Tira Wireless’s Lau says he expects that the proliferation of different devices will continue to be a problem, because handset manufacturers will continue to build products aimed at different segments of the market. While Lau believes that the type of approach Skyward Mobile uses can get rid of many problems associated with supporting different devices, he is concerned that building layers of abstraction onto devices may not allow applications to take full advantage of special functions that those devices may have. Tira Wireless specializes in individually converting and tailoring applications to different phones.

For now, consumers can purchase individual Skyward Mobile applications through Sprint and Cingular, as well as directly from the company through its website.
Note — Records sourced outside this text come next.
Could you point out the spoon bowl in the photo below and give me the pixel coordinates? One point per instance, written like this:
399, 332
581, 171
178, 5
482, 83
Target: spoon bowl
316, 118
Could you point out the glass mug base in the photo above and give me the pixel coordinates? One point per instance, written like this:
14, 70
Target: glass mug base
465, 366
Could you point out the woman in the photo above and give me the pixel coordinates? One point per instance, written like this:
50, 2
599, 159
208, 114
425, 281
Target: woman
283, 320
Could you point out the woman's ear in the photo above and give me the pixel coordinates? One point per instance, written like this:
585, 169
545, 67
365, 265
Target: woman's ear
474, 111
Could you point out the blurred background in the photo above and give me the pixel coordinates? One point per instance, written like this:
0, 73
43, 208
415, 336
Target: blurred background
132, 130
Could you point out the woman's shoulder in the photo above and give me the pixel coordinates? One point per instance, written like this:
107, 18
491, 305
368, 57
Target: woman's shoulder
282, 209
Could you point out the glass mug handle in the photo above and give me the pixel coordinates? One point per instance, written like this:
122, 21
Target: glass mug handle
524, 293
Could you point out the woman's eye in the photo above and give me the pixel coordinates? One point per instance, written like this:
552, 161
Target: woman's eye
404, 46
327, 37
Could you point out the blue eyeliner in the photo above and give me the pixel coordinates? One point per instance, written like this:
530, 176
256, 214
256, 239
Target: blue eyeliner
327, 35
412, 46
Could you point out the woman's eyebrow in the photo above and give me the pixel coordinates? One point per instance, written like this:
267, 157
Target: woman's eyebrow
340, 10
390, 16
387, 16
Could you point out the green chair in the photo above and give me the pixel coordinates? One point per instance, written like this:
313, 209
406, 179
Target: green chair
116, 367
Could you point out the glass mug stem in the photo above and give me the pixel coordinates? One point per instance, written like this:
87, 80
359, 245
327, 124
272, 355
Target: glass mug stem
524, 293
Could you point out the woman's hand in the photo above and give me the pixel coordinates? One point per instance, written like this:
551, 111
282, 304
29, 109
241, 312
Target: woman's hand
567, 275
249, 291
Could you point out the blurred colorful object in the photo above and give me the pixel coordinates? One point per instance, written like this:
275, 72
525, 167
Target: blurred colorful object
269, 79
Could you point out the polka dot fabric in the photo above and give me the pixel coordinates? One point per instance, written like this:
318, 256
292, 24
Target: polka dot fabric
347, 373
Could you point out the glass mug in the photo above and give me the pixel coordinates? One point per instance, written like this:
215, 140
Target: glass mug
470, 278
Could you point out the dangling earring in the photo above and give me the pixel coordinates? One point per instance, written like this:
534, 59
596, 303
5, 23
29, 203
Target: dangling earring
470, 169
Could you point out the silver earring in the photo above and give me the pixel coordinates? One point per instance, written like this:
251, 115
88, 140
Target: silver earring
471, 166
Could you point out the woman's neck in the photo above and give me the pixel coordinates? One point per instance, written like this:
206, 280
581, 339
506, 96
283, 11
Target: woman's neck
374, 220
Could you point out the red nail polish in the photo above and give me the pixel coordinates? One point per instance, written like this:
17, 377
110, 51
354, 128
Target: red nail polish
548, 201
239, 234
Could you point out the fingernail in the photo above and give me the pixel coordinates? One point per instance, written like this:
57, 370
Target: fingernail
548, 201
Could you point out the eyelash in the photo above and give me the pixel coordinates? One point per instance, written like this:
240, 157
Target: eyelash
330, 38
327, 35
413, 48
De Bonet says that another version of APX is launching soon that will bring applications to Verizon customers as well. In the future, the company may take advantage of its system to sell bundles of applications or subscriptions–an obvious next step since all the company’s applications install the same software on a handset. Although the company may someday allow other developers to build onto its platform, De Bonet says, it’s keeping the technology for its own use for now.